その会議の内容は、僅かな金額ですが納税者のミスによる一部の収入漏れの不備は蒸し返しても難しそうだったので、必要経費をどのように増やすかに力点をおくことに決めました。

ご主人と奥様2人の役割について、まず、ご主人は店主貸になっているもので仕事に関連しているものがあるかをピックアップして、その領収証などに誰と何のためにその飲食店を使ったかを調べることにしました。

また、奥様は、朝のミーティング、10時と15時の休憩の3回の自販機による缶コーヒーなどの出費を、出面帳から直接雇用している人、外注先、元請け先の人数と名前を出金伝票に書くことにしました。3年間計算するとかなりの金額になりました。

準備万端整えて所轄税務署の統括官とアポをとり、われわれ4人と話し合いをすることになりました。いよいよ話し合いの日、通された応接室でその統括官の顔を見てびっくりしました。

私が、前回にあった関与先の税務調査の立会をした時、納税者から「人権侵害があった」とかなり強い口調でクレームを言われた統括官だったのです。

クレームの内容はもっともなもので、前回の税務調査で、きちっと帳簿なども記載しているのに一番大事な売上先(売上金額の90%を占める)に、納税者の了解なしに反面調査をされ、まるで脱税でもしたようなことを売上先に言ったことに納税者はかなり憤慨されたという経緯があり、その結果、半年間その売上先からの受注が止まり、生活もままならなかったというものでした。
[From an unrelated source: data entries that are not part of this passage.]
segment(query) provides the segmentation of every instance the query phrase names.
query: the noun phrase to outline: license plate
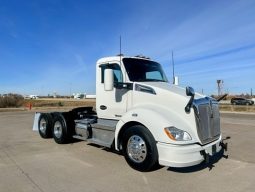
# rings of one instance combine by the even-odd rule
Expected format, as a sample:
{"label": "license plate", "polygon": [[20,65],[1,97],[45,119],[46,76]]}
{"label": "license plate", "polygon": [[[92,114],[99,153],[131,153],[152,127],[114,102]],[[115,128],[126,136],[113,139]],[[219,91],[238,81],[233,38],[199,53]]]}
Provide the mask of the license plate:
{"label": "license plate", "polygon": [[214,155],[215,153],[216,153],[216,144],[214,144],[213,146],[212,146],[212,155]]}

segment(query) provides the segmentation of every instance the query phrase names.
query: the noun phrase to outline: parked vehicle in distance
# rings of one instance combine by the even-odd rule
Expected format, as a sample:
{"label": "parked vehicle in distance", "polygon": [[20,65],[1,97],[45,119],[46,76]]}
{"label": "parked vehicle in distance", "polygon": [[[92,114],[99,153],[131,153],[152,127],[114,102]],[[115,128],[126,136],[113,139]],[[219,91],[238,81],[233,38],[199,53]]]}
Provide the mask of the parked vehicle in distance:
{"label": "parked vehicle in distance", "polygon": [[254,101],[250,99],[245,99],[241,97],[235,97],[231,99],[232,105],[253,105]]}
因みに、この反面調査があった税務調査の立ち会いもある団体の紹介で、とある税理士からの途中交代でした。この事実を件の統括官はまったく知らず、5年前の事績簿は廃棄しているし、今の事績簿にもクレームがあった記載がされていないことは「税務署の管理体制の不備だ」と納税者が主張され、「それはもっともだ」とその統括官は平謝り状態でした。前回の税務調査もほとんど問題はなく、この度の税務調査も大きな問題点もなく終わりました。  その統括官は「贖罪の念」があったのか、当方の主張をすべての受け入れてくれ、追加の要望もの部分も含めて必要経費をすべて認めてくれました。予想外の完勝でした。

納税者も大変満足され、まさに粘り勝ちの結果となりました。このような統括官の対応こそ全体の奉仕者である公務員であると思うし、税務行政がこうであると思った瞬間でした。